Внизу, у подножия минарета, все мчатся и мчатся машины, спешат куда-то вечно занятые люди и раздается хохот у источника «мужска вода».
Миленький ты мой
Вечером в курортном городе Дубровнике пахло цветущим жасмином. С причаленных белых кораблей и яхт разносилось тихое пение мандолин. Море лениво пошевеливалось в бухте, выступы скал растворялись в сумерках, и где-то за ними, за этими скалами, покрытыми сосняком и буйной южной растительностью, была Италия, и когда-то, давным-давно, далматинцы плавали к берегу италийскому — в гости к синьорам, и так им нравилось плавать туда, что они до сорока лет забывали жениться.

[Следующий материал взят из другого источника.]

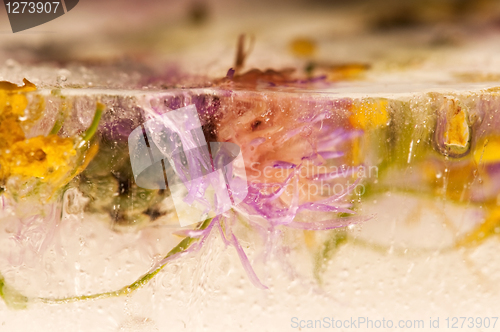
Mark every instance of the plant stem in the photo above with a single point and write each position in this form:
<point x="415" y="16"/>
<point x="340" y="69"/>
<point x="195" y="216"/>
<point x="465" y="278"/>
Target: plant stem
<point x="143" y="280"/>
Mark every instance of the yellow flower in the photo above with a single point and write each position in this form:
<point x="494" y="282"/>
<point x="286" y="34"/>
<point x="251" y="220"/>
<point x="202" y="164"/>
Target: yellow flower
<point x="369" y="114"/>
<point x="12" y="98"/>
<point x="46" y="157"/>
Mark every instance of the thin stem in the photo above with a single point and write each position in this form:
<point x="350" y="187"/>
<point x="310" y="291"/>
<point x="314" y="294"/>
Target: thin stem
<point x="143" y="280"/>
<point x="95" y="122"/>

Как прекрасна эта южная земля в Югославии! Прекрасен вечер, и музыка прекрасна.
Я броду по приморскому бульвару, вдыхаю нежный аромат цветов, слушаю море. Набережная пустеет. Все меньше и меньше людей. Тише море. Тише музыка. И только из ресторации несется голос подгулявшего портового грузчика: «Любова, Любова…»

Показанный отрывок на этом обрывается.